Discounting is a double-edged sword

Shopping for discounted products are the main motivation for Chinese consumers to participate the Single’s Day. During the event promotion, retailers often provide unusually heavy discount to attract more customers and to boost sales. With a large number of consumers shop online during the Single’s Day shopping festival, effective exposure in the market could significantly improve brand awareness. And if retailers don’t participate in the Singles Day shopping festival, not only will they lose the sales, but also customers attention during the holiday sales seasons, and the year to come.

Making discount can easily attract customers, but if retailers can’t price the products right, it may also go against retailers’ will. Frequent and overly-heavy discount could potentially harm a brand’s image and value as perceived by customers; while slight price cut could sometimes be rephrased as lack of sincerity.

An interesting phenomenon is that, retailers in China would even sacrifice margin for maximum marketing effects during the Single’s Day. German retailer Metro told media that they were unprofitable for the past 2 Single’s Day events even after successful campaigns to deplete over 2.2 million liters of imported milk. They highlighted the biggest challenge for 2017’s Single’s day is the profitability.

Competition for customers stepped up acquisition costs

Attracting customers during the Single’s Day shopping festival can be very complex. Retailers are no longer just aiming for customer attention during the 24 hour, but a longer time span starting from mid-October.

Heavy competition for the traffic acquisition has also stepped up advertisement cost. Criteo statsitics indicates that CPM (cost per one thousand impression) will rise 10 days before November 11th, and will peak at 230% compared to daily average. Sales representative from Focus Media also informed us that the elevator ad placement in Shenzhen during the festival week was over-booked as early as September – 2 months before the Single’s Day. Rising costs of marketing during Single’s Day has made it a game only for big sellers.

The two largest marketplaces in China are competing for the customers long before the event. This October, JD announced a coalition with Tencent, who has over 900 million users combined in QQ and WeChat, to compete with Alibaba & Sunning alliance, who have over 454 million online customers and 3500 offline stores.

To many SME sellers, their own strategies are being ripped apart by the ‘black holes’ companies. To achieve maximum marketing effect, some marketplaces ask for exclusivity and price guarantee from retailers, which harms the independence and flexibility of retailers.

Alternative routes to reach out to Chinese consumers?
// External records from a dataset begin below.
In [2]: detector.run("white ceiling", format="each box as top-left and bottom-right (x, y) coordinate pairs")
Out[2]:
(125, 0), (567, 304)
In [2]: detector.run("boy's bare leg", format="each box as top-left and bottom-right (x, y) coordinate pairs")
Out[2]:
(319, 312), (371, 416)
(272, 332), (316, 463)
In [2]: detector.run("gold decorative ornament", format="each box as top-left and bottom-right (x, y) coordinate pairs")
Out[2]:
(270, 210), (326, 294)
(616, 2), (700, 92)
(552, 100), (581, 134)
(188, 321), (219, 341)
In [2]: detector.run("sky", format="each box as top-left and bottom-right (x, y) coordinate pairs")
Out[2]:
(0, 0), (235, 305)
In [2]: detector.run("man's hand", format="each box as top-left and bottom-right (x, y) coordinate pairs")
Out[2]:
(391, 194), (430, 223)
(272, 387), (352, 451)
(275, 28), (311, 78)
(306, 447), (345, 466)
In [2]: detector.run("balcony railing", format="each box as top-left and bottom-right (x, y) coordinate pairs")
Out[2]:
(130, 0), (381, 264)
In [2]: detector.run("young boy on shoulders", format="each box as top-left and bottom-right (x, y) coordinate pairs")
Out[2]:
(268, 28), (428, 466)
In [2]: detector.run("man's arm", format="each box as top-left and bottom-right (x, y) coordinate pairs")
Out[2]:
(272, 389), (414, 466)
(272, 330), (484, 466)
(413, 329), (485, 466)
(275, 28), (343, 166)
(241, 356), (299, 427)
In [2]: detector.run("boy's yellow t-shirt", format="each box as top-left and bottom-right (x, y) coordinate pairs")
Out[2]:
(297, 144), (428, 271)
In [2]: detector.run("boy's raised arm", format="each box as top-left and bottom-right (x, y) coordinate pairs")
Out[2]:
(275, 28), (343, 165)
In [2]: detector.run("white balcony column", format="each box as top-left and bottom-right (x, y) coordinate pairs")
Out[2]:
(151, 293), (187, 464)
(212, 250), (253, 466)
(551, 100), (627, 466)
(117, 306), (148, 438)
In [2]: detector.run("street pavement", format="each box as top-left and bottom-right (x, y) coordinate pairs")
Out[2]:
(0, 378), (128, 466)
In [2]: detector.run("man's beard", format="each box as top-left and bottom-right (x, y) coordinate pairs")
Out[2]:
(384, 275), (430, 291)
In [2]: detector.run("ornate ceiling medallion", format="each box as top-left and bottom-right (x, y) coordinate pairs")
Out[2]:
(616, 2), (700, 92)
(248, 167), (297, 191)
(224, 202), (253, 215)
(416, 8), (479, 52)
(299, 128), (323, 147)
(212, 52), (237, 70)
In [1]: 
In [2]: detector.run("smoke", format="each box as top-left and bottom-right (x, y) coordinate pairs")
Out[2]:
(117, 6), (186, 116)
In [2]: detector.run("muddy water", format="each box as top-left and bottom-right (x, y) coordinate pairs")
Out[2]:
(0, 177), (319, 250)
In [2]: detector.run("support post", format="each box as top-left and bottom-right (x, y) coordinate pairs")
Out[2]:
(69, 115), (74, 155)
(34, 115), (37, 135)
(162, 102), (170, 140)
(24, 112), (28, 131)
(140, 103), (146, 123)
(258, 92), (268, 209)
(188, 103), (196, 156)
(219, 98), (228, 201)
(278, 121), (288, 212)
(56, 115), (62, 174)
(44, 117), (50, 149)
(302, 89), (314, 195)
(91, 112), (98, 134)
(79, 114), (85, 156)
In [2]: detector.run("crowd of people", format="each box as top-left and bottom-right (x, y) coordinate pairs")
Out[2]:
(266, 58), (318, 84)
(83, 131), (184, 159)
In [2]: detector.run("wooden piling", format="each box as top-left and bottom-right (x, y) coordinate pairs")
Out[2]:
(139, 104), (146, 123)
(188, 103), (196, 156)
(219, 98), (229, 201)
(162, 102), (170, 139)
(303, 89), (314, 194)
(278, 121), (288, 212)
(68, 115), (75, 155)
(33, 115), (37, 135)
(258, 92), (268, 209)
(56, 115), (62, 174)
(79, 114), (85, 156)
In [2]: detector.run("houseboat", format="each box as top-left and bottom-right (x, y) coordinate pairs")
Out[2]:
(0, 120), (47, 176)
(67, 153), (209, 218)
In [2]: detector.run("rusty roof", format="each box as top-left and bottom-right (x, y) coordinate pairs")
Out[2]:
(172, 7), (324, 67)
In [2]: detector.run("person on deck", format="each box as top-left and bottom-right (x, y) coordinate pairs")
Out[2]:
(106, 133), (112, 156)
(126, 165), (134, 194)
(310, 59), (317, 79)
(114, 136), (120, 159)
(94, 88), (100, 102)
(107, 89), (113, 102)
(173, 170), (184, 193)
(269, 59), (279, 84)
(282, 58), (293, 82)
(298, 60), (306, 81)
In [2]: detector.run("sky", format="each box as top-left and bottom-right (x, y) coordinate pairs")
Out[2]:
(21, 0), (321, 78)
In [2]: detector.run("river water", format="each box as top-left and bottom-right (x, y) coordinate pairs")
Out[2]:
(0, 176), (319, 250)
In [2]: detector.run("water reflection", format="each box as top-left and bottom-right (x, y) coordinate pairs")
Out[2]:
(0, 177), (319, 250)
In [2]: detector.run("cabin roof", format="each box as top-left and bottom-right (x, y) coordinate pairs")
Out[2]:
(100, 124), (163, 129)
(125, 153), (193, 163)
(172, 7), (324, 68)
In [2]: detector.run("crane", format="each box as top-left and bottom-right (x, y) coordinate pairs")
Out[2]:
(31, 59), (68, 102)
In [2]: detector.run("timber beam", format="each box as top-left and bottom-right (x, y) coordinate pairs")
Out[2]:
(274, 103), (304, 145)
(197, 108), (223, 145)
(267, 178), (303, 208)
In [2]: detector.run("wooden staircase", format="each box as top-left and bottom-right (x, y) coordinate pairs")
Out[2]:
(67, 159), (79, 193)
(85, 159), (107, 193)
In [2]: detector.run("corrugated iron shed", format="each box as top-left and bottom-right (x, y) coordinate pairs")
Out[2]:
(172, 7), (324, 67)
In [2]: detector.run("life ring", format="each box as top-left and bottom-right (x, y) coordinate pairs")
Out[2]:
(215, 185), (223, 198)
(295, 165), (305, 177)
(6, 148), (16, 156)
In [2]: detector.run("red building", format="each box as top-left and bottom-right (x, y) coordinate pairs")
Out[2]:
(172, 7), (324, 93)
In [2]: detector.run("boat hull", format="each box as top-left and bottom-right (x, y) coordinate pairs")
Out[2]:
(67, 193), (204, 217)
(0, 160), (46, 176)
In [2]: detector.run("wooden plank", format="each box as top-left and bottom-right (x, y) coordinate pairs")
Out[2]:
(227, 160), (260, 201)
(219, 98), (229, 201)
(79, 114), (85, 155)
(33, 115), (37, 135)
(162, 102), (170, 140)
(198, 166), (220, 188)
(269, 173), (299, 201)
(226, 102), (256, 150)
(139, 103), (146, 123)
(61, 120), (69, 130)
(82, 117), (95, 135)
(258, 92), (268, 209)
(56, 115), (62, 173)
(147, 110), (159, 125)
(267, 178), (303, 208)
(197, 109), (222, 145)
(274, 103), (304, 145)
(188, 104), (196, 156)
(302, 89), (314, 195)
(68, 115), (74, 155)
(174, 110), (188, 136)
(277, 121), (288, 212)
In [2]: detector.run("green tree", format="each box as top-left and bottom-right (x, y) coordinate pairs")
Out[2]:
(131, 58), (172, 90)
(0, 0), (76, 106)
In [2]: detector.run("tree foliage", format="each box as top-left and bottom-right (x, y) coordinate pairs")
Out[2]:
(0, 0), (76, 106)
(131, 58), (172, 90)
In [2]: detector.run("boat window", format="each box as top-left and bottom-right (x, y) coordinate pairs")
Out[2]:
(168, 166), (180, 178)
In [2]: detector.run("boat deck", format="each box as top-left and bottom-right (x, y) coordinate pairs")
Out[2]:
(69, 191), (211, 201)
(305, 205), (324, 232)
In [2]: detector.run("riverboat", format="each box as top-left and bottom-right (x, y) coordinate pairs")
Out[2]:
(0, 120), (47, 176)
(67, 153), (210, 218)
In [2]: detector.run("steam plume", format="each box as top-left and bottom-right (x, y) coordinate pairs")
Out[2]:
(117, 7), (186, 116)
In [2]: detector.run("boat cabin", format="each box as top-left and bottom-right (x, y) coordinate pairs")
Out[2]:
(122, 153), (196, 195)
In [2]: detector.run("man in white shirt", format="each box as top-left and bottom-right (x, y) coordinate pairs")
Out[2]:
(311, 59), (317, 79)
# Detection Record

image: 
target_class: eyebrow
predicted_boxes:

An extra bonus of this year’s Single’s Day is the timing: the event will take place in a non-working day. The last time for a Single’s Day to take place in weekend is in 2012. The benefit is that customers will have more attention for online campaigns, but they will also spend a great amount of time in bricks-and-mortar stores. Online e-commerce businesses will unavoidably face challenges from offline retailers this year, while some may be benefiting from successful executions of omni-channel strategy.

Data from the iResearch Consulting Group indicate that annual spending of Chinese online consumers will reach 12,000 RMB per year. The affluent consumers are seeking upgrade of their consumption, and they are increasingly seeking to purchase high quality products from a variety of channels.

One possibility is to cooperate with membership programs from businesses that shares similar customer base. These businesses are also seeking for better membership perks for the customers, and could potentially become a channel to acquire customers for SME businesses.

If advertising is too expensive to become an option for overseas retailers during the Single’s Day festival, they should at least plan some campaigns to retain their current customers – the most effective way to connect with the customers and create a bond with them.